Set `ANTHROPIC_BASE_URL` to the server root, not to `/v1`. Claude Code appends
`/v1/messages` itself. Add the LMDeploy gateway configuration to
`~/.claude/settings.json`:

```json
{
  "env": {
    "ANTHROPIC_BASE_URL": "http://127.0.0.1:23333",
    "ANTHROPIC_AUTH_TOKEN": "dummy",
    "ANTHROPIC_MODEL": "Qwen/Qwen3.5-35B-A3B",
    "ANTHROPIC_CUSTOM_MODEL_OPTION": "Qwen/Qwen3.5-35B-A3B",
    "ANTHROPIC_CUSTOM_MODEL_OPTION_NAME": "LMDeploy local model",
    "ANTHROPIC_CUSTOM_MODEL_OPTION_DESCRIPTION": "Served by LMDeploy /v1/messages",
    "ANTHROPIC_DEFAULT_SONNET_MODEL": "Qwen/Qwen3.5-35B-A3B",
    "ANTHROPIC_DEFAULT_OPUS_MODEL": "Qwen/Qwen3.5-35B-A3B",
    "ANTHROPIC_DEFAULT_HAIKU_MODEL": "Qwen/Qwen3.5-35B-A3B",
    "CLAUDE_CODE_SUBAGENT_MODEL": "Qwen/Qwen3.5-35B-A3B",
    "CLAUDE_CODE_DISABLE_NONESSENTIAL_TRAFFIC": "1"
  }
}
```

The model name must exactly match the name exposed by LMDeploy.

Then start Claude Code:

```bash
claude --model Qwen/Qwen3.5-35B-A3B
```

## 4. Streaming Behavior

Claude Code commonly uses streaming. LMDeploy's `/v1/messages` endpoint supports
`stream=true` and returns Anthropic-style server-sent events:

```text
message_start
content_block_start
content_block_delta
content_block_stop
message_delta
message_stop
```

Streaming supports text deltas, reasoning deltas when parser configuration enables them,
and tool input JSON deltas when tool calling is enabled.
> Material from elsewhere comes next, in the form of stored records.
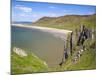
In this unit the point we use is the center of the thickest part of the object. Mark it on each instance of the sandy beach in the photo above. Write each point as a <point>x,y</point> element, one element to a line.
<point>60,33</point>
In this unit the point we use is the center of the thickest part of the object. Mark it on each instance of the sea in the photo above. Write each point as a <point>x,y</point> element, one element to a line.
<point>43,44</point>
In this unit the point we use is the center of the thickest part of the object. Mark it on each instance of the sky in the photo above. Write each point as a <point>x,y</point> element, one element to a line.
<point>32,11</point>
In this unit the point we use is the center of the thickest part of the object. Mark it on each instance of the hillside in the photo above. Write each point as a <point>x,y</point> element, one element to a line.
<point>69,22</point>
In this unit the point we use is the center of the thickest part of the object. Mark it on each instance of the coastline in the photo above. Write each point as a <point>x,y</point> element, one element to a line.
<point>43,28</point>
<point>59,33</point>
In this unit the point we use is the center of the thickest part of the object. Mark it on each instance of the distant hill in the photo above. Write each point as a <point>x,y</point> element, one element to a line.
<point>68,21</point>
<point>21,22</point>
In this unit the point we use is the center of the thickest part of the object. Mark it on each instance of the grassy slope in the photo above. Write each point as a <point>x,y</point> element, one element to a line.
<point>69,22</point>
<point>28,64</point>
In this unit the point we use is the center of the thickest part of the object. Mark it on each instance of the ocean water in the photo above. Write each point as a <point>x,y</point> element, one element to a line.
<point>43,44</point>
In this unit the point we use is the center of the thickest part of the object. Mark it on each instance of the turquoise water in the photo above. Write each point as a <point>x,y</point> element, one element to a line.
<point>44,44</point>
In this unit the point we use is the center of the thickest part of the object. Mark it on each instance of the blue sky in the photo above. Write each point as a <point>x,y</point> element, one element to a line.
<point>32,11</point>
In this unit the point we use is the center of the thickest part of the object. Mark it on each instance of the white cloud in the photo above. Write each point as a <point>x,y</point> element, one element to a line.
<point>23,8</point>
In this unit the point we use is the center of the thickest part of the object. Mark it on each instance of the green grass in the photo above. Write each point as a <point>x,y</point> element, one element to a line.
<point>28,64</point>
<point>32,64</point>
<point>69,22</point>
<point>86,62</point>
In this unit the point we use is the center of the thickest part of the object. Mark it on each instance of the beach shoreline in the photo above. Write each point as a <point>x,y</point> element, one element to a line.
<point>43,28</point>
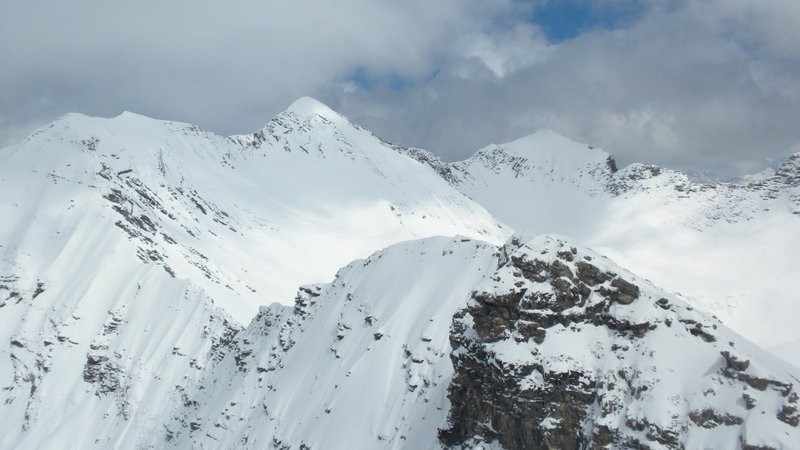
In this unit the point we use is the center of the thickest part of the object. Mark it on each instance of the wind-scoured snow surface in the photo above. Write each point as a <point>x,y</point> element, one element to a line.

## 5. Model Discovery Note

Claude Code may query `/v1/models` when `ANTHROPIC_BASE_URL` points to a gateway.
LMDeploy's Anthropic model list endpoint is currently documented as `GET /anthropic/v1/models`.
If Claude Code does not discover your model automatically, use `ANTHROPIC_MODEL` and
`ANTHROPIC_CUSTOM_MODEL_OPTION` as shown above.